Tuesday, March 8, 2016

Witness: A Hunkpapha Historian’s Strong-Heart Song of the Lakotas

The value of these journals is that they were written by a Native American, but using western writing style that Americans could understand. Josephine Waggoner came from the Lakota tribe, but she was educated at the Hampton Normal school. She writes about the organization of the tribes (and sub tribes) along with their history, customs, and mythology.

Waggoner discusses how the tribes were divided into groups that remained near rivers and hunting grounds, rarely going far from their familiar territory. When settlers began moving in, the various groups were forced to move, and though she doesn’t expressly say it, the migration probably crowded the territory. That would’ve put a strain on the hunters’ supply of game.

The most fantastic story in the book is called Hampton and Back to Standing Rock. Two boys get into a dispute with a farmer, he tries to beat them, they beat him back, and off they run. These boys travel over mountains and rivers with meager food, all the way to Chicago, then join Hobos on a train ride home. Then they get taken in by Sitting Bull, who rails at an Army Major for conning the boys. The chapter describes how the schools used tricks to force the kids to learn English; they would house different tribes, like Apache and Sioux, in the same room. Since they didn’t speak the same language, they had no choice but to speak English to each other. However, the tribal work ethic shows through, like the time where some boys fix the cabin of a Black family, at their own expense.

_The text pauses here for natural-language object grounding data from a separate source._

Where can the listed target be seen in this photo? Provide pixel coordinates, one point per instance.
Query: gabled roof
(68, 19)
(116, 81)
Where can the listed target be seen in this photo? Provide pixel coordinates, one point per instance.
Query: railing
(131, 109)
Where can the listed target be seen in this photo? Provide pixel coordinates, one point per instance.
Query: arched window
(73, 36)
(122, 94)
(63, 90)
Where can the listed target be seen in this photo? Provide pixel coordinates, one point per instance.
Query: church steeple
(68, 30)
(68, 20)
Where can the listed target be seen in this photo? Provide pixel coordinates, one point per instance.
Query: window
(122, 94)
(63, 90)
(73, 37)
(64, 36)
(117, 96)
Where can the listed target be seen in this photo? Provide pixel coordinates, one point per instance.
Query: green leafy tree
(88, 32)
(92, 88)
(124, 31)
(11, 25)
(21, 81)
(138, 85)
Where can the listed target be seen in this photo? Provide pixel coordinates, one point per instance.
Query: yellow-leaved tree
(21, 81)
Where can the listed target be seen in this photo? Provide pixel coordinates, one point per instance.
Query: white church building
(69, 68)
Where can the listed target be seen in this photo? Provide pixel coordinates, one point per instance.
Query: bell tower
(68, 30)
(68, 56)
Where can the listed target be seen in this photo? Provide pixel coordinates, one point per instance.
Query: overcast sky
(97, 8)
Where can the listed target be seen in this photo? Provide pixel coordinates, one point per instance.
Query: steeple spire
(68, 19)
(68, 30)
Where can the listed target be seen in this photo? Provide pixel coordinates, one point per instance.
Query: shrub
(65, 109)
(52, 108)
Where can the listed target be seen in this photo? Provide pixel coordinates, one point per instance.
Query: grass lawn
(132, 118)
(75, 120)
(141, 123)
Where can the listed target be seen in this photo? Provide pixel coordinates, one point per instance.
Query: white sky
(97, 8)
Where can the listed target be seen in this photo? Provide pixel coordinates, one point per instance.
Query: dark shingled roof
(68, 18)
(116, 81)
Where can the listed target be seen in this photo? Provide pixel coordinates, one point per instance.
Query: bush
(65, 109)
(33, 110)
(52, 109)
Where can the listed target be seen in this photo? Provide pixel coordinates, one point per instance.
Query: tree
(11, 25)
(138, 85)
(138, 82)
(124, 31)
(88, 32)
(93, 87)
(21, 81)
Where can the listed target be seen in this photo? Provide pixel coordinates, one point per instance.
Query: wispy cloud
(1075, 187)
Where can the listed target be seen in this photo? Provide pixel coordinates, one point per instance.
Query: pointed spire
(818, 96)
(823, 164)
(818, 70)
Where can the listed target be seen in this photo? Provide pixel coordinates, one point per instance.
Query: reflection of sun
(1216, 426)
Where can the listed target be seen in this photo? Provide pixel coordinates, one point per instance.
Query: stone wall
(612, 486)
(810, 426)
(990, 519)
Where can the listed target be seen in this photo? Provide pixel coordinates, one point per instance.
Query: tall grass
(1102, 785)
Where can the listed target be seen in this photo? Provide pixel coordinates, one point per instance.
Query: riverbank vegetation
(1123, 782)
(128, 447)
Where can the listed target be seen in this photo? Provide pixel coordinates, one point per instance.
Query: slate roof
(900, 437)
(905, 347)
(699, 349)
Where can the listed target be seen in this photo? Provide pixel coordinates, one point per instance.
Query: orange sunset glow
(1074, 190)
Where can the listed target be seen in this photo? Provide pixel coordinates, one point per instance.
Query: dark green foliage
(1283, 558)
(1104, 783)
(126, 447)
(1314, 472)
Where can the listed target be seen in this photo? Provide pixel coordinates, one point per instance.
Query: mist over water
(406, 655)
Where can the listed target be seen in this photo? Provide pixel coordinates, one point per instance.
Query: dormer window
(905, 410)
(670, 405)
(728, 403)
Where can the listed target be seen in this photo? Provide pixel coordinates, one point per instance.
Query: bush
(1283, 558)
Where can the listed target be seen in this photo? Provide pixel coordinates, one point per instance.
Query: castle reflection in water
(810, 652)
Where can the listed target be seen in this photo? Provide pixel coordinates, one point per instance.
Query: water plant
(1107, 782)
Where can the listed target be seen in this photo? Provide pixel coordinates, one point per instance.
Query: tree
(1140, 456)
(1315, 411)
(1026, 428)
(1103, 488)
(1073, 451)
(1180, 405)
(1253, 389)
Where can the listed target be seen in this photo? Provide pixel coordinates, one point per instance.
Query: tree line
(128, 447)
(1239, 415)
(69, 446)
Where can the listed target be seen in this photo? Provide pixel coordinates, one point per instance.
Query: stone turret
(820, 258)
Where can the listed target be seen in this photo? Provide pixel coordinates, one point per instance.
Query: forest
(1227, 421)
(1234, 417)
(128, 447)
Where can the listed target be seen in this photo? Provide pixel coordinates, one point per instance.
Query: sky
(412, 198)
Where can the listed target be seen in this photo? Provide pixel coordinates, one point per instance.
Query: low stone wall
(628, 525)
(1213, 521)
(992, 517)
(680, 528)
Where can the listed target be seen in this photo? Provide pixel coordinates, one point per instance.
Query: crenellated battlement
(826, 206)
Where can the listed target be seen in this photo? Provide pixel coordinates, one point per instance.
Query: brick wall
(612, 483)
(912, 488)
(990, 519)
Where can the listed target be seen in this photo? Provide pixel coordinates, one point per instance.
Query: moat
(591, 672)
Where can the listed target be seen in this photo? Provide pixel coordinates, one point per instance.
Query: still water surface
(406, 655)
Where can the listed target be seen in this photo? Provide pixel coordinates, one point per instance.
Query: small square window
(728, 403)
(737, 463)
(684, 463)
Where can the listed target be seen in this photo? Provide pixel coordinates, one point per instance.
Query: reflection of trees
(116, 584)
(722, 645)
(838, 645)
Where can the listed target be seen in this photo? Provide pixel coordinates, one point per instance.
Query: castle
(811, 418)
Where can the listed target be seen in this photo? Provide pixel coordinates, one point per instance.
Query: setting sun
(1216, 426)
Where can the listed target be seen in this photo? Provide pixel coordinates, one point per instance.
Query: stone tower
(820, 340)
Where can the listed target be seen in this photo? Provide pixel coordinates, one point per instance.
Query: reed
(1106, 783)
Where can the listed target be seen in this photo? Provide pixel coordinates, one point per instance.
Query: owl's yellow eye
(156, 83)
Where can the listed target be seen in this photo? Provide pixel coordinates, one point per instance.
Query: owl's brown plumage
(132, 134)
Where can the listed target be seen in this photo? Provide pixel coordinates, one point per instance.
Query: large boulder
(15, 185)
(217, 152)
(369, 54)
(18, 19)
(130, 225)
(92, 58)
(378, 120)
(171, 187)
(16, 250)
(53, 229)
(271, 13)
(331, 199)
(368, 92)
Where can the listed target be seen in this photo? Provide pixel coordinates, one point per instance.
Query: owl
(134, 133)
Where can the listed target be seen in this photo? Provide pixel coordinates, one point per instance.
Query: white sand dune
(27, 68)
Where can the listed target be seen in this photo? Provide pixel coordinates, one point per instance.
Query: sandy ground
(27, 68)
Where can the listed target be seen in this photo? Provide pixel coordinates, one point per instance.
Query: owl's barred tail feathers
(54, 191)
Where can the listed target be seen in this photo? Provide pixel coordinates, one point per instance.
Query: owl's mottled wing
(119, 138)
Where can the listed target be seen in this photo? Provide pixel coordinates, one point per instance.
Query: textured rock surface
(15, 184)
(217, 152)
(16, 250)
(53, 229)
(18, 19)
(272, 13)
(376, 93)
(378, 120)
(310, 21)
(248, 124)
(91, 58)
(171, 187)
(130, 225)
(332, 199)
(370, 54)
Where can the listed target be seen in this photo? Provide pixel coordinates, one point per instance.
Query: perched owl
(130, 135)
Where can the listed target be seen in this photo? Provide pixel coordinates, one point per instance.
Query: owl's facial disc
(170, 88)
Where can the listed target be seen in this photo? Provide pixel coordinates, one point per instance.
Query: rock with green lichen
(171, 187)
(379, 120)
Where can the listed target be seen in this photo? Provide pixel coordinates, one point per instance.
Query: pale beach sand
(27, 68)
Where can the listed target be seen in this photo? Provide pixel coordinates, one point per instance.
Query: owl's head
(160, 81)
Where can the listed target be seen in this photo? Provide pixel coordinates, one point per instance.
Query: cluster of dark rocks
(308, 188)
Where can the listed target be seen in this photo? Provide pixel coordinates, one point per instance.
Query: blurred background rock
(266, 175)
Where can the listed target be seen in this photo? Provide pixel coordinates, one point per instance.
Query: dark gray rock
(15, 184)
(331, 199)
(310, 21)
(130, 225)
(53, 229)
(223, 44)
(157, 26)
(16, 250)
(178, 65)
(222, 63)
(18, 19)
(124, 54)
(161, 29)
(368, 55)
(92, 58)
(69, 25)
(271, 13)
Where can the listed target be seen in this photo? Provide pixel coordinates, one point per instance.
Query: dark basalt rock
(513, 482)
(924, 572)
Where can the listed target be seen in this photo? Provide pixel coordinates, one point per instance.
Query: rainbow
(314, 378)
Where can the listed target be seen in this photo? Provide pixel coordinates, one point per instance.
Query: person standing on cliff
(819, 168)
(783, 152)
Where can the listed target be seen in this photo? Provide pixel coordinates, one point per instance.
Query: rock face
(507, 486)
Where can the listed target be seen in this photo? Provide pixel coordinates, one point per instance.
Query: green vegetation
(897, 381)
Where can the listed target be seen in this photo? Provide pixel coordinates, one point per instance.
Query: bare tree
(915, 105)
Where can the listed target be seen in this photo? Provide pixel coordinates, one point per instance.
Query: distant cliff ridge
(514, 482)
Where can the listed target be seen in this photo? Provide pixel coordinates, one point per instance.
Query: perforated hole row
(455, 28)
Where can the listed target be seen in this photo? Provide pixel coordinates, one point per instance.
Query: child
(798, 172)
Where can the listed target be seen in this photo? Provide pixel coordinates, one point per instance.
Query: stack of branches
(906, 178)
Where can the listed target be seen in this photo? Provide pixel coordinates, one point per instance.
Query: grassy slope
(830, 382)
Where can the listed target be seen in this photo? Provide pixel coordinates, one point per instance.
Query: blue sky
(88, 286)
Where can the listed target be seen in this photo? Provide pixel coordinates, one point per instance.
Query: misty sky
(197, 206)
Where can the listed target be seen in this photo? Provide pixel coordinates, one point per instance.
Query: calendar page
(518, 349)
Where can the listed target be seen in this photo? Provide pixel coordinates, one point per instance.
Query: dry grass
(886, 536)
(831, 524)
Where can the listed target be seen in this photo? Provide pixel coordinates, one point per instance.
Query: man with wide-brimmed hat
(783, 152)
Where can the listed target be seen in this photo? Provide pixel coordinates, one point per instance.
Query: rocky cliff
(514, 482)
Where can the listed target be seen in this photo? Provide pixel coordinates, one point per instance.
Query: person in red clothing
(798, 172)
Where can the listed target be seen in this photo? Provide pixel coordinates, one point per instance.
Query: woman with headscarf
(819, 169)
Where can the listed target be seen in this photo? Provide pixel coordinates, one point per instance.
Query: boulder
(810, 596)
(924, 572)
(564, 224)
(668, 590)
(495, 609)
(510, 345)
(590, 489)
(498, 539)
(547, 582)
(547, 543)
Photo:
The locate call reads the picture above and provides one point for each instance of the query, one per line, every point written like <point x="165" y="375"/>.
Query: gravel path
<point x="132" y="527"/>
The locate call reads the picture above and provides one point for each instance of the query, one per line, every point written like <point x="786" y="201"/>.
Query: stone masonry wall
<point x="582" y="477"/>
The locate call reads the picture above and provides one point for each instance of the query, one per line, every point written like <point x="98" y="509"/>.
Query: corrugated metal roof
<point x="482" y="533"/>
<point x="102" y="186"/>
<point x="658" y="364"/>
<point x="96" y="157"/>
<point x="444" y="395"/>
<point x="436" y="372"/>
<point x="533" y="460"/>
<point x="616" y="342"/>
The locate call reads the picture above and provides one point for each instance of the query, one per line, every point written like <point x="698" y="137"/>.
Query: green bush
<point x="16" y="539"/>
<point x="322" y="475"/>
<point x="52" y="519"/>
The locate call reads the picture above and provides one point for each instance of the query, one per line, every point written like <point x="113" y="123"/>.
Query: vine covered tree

My only fault with the book is that it is a little too extensive. I would rather see this book divided into several, with the author’s life story, chief’s biographies, and descriptions of tribal life in separate volumes. The story of her own life would make for a great book in itself. I would also be interested to learn about her interaction with tribes that she would never have encountered, like the Oneida from New York and the Apache from the Southwest. But I’m grateful to be able to read a book like this, because it describes the Native American experience from someone who knew it firsthand.